Wash the column with three column volumes of wash buffer, then elute acetylated histone protein with 10 milliliters of elution buffer. Dialyze the acetylated histone protein against 5%acetic acid buffer to remove salts for three hours at four degrees Celsius, exchanging the buffer a minimum of six times. Aliquot and lipolyze protein and stored indefinitely at minus 80 degrees.
Dissolve aliquots of histone protein pellets H2A, H2B, H3, and H4 so that there's a separate stock of each histone protein in guanidinium hydrochloride buffer for the total volume of 100 microliters. Calculate the concentration of each histone protein by measuring the absorbents at 280 nanometers. If absorbance is greater than one for any protein, dilute with guanidinium hydrochloride buffer to get a more accurate concentration.
Combine H2A with H2B and H3 with H4 proteins at a molar ratio of one-to-one and dilute to a total protein concentration of four micrograms per microliter. Dialyze sequentially at four degrees Celsius against two molar TE buffer overnight, one molar TE buffer for two hours and 0.5 molar TE buffer for five hours. When finished, centrifuge at 16, 800 x g at four degrees Celsius to remove the precipitate.
Calculate the concentration of histone dimers and tetramers by measuring absorbance at 280 nanometers. Mix the dimers and tetramers at a one-to-one molar ratio and adjust the sodium chloride concentration to 2M. Adjust 601 DNA to two molar TE buffer using 100X TE buffer and solid sodium chloride.
Add the solution to the histone octamer at a molar ratio of 0.85, 2.9 to one. Transfer the DNA histone mixture to a dialysis bag and place it at about 200 milliliters of two molar TE buffer with very gentle stirring at four degrees Celsius. Set up peristaltic pump to slowly drip in no-salt TE buffer.
When the volume has roughly doubled, pour out half the volume. Do this at least four times, which can take four to eight hours depending on the starting volume. After the salt concentration is reduced to 150 millimolar, dialyze against a 20 millimolar TE buffer overnight.

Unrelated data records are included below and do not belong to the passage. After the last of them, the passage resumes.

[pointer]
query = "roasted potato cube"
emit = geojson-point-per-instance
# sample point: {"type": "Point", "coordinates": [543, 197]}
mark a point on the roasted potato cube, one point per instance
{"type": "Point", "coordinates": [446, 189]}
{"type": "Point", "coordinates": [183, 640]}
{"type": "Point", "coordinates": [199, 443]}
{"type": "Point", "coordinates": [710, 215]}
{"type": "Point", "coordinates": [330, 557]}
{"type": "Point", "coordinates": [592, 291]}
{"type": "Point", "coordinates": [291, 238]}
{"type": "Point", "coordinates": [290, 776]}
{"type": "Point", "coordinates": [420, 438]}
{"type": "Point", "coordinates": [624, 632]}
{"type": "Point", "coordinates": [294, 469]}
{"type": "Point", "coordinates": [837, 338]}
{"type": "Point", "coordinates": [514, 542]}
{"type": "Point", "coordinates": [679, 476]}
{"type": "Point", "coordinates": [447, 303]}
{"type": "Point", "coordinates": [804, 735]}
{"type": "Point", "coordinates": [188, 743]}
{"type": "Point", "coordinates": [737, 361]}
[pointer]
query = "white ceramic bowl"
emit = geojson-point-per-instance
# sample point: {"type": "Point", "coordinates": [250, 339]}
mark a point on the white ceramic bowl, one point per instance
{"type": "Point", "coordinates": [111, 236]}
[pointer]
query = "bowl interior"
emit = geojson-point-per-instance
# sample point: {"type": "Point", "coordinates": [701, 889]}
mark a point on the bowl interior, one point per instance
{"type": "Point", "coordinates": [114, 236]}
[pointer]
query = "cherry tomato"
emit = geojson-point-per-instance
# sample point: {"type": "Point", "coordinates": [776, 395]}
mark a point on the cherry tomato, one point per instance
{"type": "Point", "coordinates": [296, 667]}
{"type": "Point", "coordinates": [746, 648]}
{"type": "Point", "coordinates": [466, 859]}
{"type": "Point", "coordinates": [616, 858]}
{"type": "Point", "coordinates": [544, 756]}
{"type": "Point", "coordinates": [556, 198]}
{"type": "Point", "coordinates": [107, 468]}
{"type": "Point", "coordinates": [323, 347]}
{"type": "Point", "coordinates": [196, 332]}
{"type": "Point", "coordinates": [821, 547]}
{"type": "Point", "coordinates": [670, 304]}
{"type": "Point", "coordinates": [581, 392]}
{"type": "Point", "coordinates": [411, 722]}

Remove precipitates by centrifugation and measure the concentration of the nucleosomes with a plate reader. Add his-TEV protease and incubate overnight at four degrees Celsius to remove all histidine tags. Then remove the histidine tag impurities from the nucleosome solution with nickel-NTA resin pull down.
Incubate at 60 degrees Celsius for one hour to position the nucleosome and homogenize the sample. Store nucleosomes at four degrees Celsius short-term. For long-term storage, dialyze nucleosomes against the storage buffer and store at minus 80 degrees Celsius.
Some of the acetylated tetramers had a lower yield than others as assessed by running a 12%SDS-PAGE gel. The closer to the core region, the lower the observed yield. This was most likely due to the acetylation, interfering with the octamer assembly.
After assembling octamers with the 601 DNA sequence, the nucleosome can be assessed using a 5%1X TBE-native PAGE gel followed by staining with ethidium bromide. Before thermal positioning, the observed nucleosome bands are very broad and may streak. When performing this protocol, keep the proteins on ice at all times.
It is crucial to maintain assembled dimers, tetramers and nucleosome. This procedure has allowed researchers to install the acetyl lysine sites, specifically into mononucleosomes, opening the door to studying post-translational modifications in a chromatin context. It can be easily adapted to install any number of non-canonical amino acids.